Il convient d'allouer en réparation du préjudice subi la somme de 10.000 € en l'absence d'éléments de chiffrage permettant d'établir davantage l'ampleur de l'atteinte aux droits de producteur de base de données.
En outre, il convient de faire droit aux demandes de publications judiciaires sollicitées et d'ordonner la publication du jugement à intervenir aux frais de Monsieur X... dans trois revues au choix de la société LEGALEASE Ltd dans la limite de 2.000 € HT / insertion et en 3ème page de couverture de « Law Actuality ».
Par ailleurs, LEGALEASE Ltd se plaint d'atteinte à sa réputation. Cependant, elle ne peut sans contradiction arguer de ne pas être citée par la publication de M. X... et indiquer voir sa réputation atteinte. En effet, elle ne rapporte aucune d'atteinte à sa réputation distincte des conséquences des actes de contrefaçon déjà réparées.
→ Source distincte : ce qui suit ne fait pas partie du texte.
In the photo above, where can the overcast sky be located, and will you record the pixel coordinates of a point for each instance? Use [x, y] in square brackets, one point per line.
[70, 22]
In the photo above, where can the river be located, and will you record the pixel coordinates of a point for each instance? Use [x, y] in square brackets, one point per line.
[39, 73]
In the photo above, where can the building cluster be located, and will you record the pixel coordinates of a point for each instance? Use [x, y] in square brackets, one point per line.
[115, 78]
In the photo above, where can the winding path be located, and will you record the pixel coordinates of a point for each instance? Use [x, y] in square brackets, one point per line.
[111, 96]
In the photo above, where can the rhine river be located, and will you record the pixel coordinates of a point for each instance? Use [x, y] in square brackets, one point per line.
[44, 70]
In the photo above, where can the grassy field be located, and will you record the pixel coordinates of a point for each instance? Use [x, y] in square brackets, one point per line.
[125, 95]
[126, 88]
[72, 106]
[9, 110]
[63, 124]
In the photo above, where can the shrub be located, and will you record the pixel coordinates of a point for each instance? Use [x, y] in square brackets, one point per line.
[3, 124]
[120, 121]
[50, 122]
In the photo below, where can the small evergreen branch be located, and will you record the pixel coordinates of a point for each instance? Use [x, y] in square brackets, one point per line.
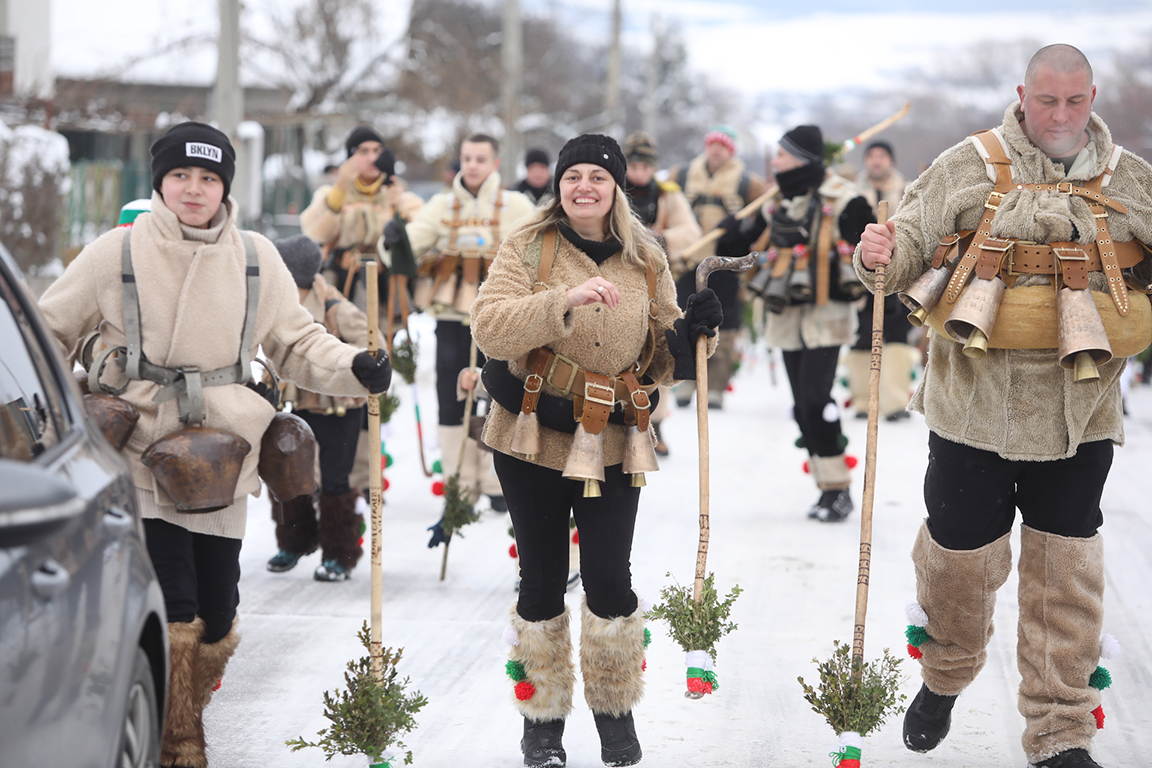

Les demandes de ce chef sont donc rejetées.
La partie succombante doit assumer les frais et dépens de l'instance ainsi que les sommes demandées au titre de l'article 700 NCPC, M. X... est condamné à verser à la société LEGALEASE Ltd la somme de 5.000 EUROS, ainsi qu'à l'ensemble des dépens.
PAR CES MOTIFS,
Le Tribunal, statuant par jugement déposé au greffe, réputé contradictoire et en premier ressort :
- Dit que Imeldus N. X... a commis des atteintes aux droits de producteur de base de données au préjudice de la société LEGALEASE Ltd en reproduisant de larges extraits de la base « LEGAL 500 » dans le magazine LAW ACTUALITY ;
- Condamne Dominique X... à verser à la société LEGALEASE Ltd la somme de 10.000 € en réparation de ces atteintes ;
- Ordonne la publication du jugement à intervenir aux frais de Monsieur X... dans trois revues au choix de la société LEGALEASE Ltd dans la limite de 2.000 € HT / insertion et ordonne la publication du jugement en 3ème page de couverture de « Law Actuality » ;
- Rejette le surplus des demandes ;
- Condamne Dominique X... à verser à la société LEGALEASE Ltd la somme de 5.000 EUROS sur le fondement de l'article 700 du nouveau Code de procédure civile ;
- Condamne Dominique X... à payer les entiers dépens, dont distraction au profit de Me Anne VAISSE, conformément à l'article 699 du NCPC.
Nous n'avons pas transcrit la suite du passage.